Monday, October 1, 2012

Finding a Quiet Place

High above the valley floor at Eagle's Nest in Germany
A quiet place for reflection
     Working in a busy office four days a week, I relish the moments in the day when I can steal away to have some quiet time.  Admittedly, it doesn't happen unless I make a point of it since we are caring for our son's puppy which is much like having a toddler full-time in our home.  Nevertheless, the value of spending time talking to the Lord in prayer and reading his Word refreshes my soul as nothing else can do.
     In the Bible, we have the examples of Jesus as He took time to go to a quiet place and pray.  Communing with His Father gave Him the strength to fulfill all that God had called Him to accomplish.
Mark 1:35 reads:  "And rising very early in the morning while it was still dark, He departed and went out to a desolate place, and there He prayed."  This time of quiet escape came after a He met with multitudes and brought healing to them.  Then, following the feeding of the five thousand, Jesus found time to once again refresh Himself in fellowship with His Father:  "Immediately He made His disciples get into the boat and go before Him to the other side, to Bethsaida, while He dismissed the crowd.  And after He had taken leave of them, He went up o the mountain to pray" (Mark 6:45-46).  When the news came that John the Baptist had been killed, Jesus withdrew to pray and encourage His disciples as well:  "The apostles returned to Jesus and told Him all that they had done and taught.  And He said to them, 'Come away by yourselves to a desolate place and rest a while.'  For many were coming and going and they had no leisure even to eat.  And they went away in the boat to a desolate place by themselves" (Mark 6: 30-32).  A final example comes at the time of great crisis when Jesus knows He will soon face the cross, and once again, He calls His disciples to come away with Him to the Garden of Gethsemane.  "And He said to them, 'My soul is very sorrowful, even to death.  Remain here and 'watch'.  And going a little farther He fell on the ground and prayed that if it were possible, the hour might pass from Him" (Mark 14:34-35).
The solitude of the Cathedral at Lincolnshire, England
     If prayer and quiet time was important to the Lord, how much more important should it be for us?  Although our schedules may be very busy, we can and must find time to get alone with the Lord.  I remember reading a biography of Susannah Wesley who was a busy mother of nineteen.  Her daily prayer time came by putting her apron over her head.  When the children saw their mother in this pose, they knew not to disturb her as she was praying.  I felt convicted when I read that.  How often have I found reasons not to commune with God?  Certainly Susannah Wesley would have had many excuses, but she did not neglect what our Lord, through His life example, thought very important.
    Being short on time, I have found several ways to pray and have that important quiet time with the Lord.  In the early morning several days a week, my husband and I go for a walk.  During this time, we are both quiet as we talk with the Lord surrounded by the beauty of His creation.  On days that we do not walk, I pray while riding my stationary bicycle.  I could be watching the news, but I find my time with God is much more fruitful.  While getting ready for work, we, as a couple, listen to podcasts of sermons by Alistair Begg, Dr.

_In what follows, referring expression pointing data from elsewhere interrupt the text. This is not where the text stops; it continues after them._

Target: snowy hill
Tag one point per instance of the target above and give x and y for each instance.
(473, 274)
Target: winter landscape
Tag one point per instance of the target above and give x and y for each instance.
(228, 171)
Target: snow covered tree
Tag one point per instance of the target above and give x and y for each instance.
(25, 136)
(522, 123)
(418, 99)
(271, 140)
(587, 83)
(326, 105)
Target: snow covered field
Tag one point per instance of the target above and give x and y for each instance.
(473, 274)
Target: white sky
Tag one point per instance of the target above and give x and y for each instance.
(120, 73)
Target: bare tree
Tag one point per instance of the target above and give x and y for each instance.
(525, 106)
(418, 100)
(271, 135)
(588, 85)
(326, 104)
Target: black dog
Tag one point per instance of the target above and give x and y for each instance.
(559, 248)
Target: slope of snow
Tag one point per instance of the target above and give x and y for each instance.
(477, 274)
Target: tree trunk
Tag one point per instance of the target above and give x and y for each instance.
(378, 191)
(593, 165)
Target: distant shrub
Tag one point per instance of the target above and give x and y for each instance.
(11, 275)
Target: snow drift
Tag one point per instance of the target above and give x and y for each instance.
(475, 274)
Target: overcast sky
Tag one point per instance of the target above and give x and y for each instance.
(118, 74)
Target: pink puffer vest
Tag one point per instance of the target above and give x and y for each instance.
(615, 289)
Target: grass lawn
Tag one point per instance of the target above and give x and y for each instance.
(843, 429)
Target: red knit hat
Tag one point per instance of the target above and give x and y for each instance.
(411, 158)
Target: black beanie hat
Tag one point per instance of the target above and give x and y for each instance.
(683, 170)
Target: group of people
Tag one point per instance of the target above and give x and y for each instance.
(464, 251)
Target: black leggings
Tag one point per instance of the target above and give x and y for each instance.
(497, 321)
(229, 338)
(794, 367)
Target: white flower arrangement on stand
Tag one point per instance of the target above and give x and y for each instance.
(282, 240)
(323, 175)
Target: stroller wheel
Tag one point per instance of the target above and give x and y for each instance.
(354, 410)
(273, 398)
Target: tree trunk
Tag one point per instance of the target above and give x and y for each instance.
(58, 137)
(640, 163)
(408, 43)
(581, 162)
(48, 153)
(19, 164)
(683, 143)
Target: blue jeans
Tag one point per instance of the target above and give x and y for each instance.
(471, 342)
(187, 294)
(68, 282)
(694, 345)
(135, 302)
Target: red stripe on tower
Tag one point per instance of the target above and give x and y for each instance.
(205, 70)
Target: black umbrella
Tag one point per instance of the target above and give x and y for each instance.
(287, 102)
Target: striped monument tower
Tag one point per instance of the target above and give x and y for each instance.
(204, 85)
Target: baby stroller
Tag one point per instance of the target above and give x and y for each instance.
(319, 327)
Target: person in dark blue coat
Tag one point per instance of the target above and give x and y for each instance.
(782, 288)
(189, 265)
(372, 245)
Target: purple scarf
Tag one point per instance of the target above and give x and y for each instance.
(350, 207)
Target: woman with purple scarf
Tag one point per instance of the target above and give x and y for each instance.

R.C. Sproul or Dr. John MacArthur.  Feeding our minds on the Word before we step out the door through these sermons helps us to keep our focus on Christ.   At the breakfast table, we both read the Bible.   Then, when I get home from the office, I tune in the free online radio provided by Ligonier Ministries at .  As I listen, I have the opportunity to hear beautiful music, more messages from God's Word and Bible reading.  It is a pleasant way to unwind after listening to the phone ring at our office all day.
      Having a quiet time alone with God brings rest for our souls.  Lets face it, our world is spinning faster and faster every day with the pace of life increasing to hyper-speed.  If our Lord took time out to rest, pray and commune with His Father, how much more do we need this same practice?
     In closing, I am reminded of a hymn written in 1882 by William D. Longstaff entitled "Take Time to be Holy".  The words go as follows:
The quiet beauty of the Florida countryside.
  1. Take time to be holy, speak oft with thy Lord;
    Abide in Him always, and feed on His Word.
    Make friends of God’s children, help those who are weak,
    Forgetting in nothing His blessing to seek.
  2. Take time to be holy, the world rushes on;
    Spend much time in secret, with Jesus alone.
    By looking to Jesus, like Him thou shalt be;
    Thy friends in thy conduct His likeness shall see.
  3. Take time to be holy, let Him be thy Guide;
    And run not before Him, whatever betide.
    In joy or in sorrow, still follow the Lord,
    And, looking to Jesus, still trust in His Word.
  4. Take time to be holy, be calm in thy soul,
    Each thought and each motive beneath His control.
    Thus led by His Spirit to fountains of love,
    Thou soon shalt be fitted for service above.
  5.      May we find the time to be have a quiet talk with the Lord as we study His Word.  Selah!

How do you find a quiet place to pray and study the Word?  I welcome your ideas, thoughts and sharing.